At once a rejoinder to romantic images of the Caribbean and a hokey variant on an old, old formula, Perry Henzell's film is given an edge by its sheer amateurish enthusiasm. Its busy plot far overstuffs the brief running time and there is little in the way of convincing characterisation, but the authentic feeling which comes from seeing the shanties and slums of Kingston juxtaposed with the high life of the black bourgeoisie helps to make the film a modern day successor to those original 1930s gangster films in which the criminal's milieu was as important as his actions. The film is so direct in its attacks upon the moral and social hierarchy that it barely has time to work out a plan. It merely hits at the target with simple, to the point scenes in which Cliff confronts each of his oppressors (none of them white, it should be noted) until his frustrations eventually take him into a self-enforced delusion of his own heroism.
Curiously the film deliberately disavows the American generic heritage which is obvious from the structure (the rise and fall of the gangster: a staple since Little Caesar and The Public Enemy). Instead Cliff takes his inspiration from a viewing of the Spaghetti western Django, especially the scene where Franco Nero guns down his opposition on a muddy street. The sequence is repeated as a series of intercuts during the climax, making explicit the connection between the two and again wryly commentating upon social and psychological causes and effects of crime and criminal behaviour.
Like the traditional gangster film, it does not so much condemn Cliff's actions as place them in context. Society itself is the real target, the source of his difficulties, and when not active in causing his trouble it represses and exploits him. His recourse to crime is all his own, of course, and his violent behaviour is more like the errant action of a child than a mature adult, and though he is held up as a hero, we realise that in the end justice will take its course and he must learn his lesson.
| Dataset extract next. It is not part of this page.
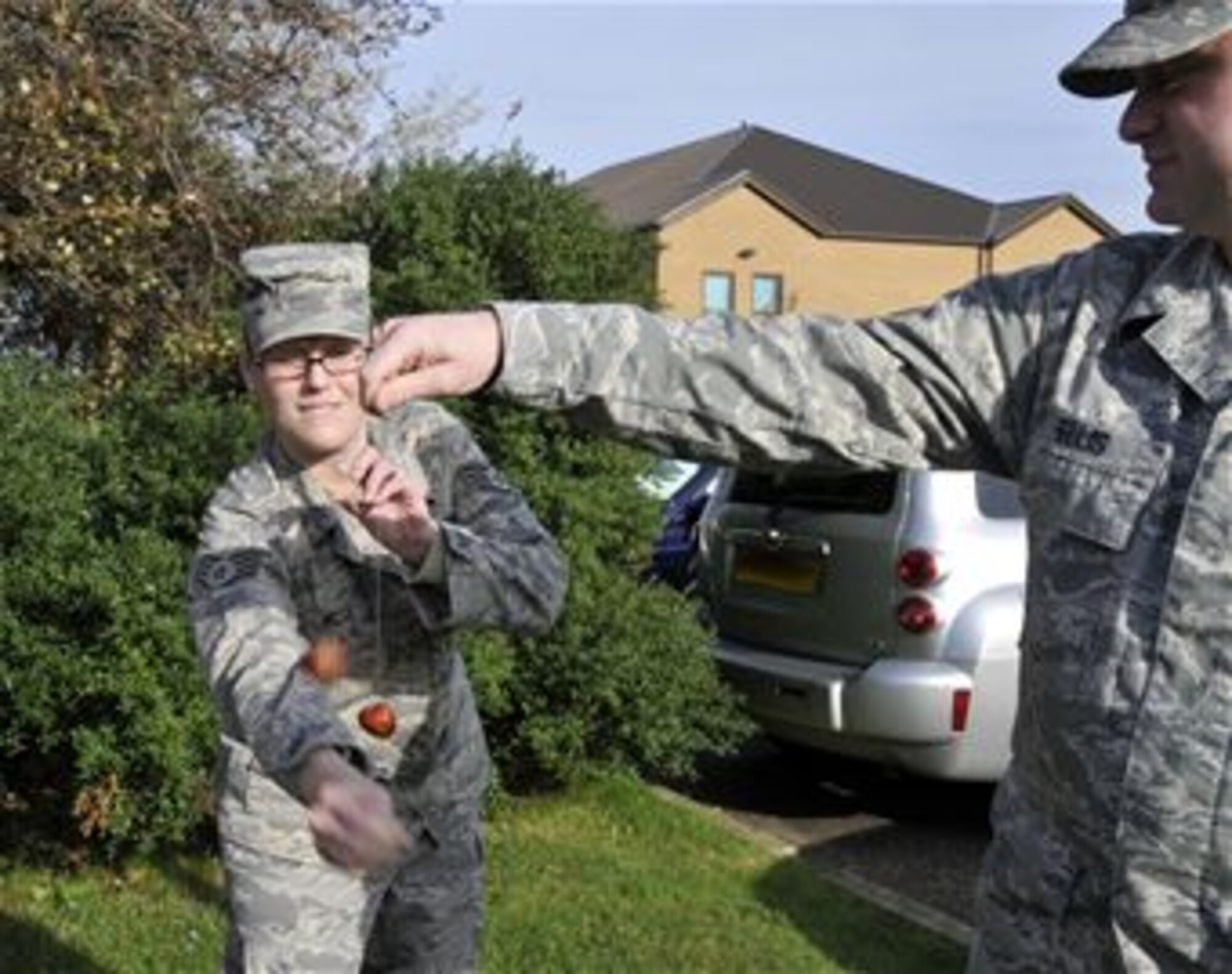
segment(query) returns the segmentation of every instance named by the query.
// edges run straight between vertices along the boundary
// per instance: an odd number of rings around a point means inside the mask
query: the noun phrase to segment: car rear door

Cliff is engaging in the lead, buoyed by an infectiously meaningful song score performed by the man himself (among others). Particularly important are the opening theme "You Can Get It If You Really Want," which becomes a refrain stating the irony of the character's situation like the banner "The World is Yours: Cook's Tours," in Howard Hawks' Scarface, and the title tune which spells out the message and is reprised many times throughout the narrative. Music and the musical culture of Reggae is an important element in the film, and amid the noise and haste of the script, there are many moments which turn on the role music plays in the characters lives as a form of expression and as a cornerstone of cultural identity.
The film is interesting enough on its own terms to warrant some attention, but is probably best appreciated relative to its generic forebears and as an appropriation of inherited western structures to explore a hybrid culture. Casual viewers may get a kick out of it, though some prints are subtitled to help with the accents and dialect.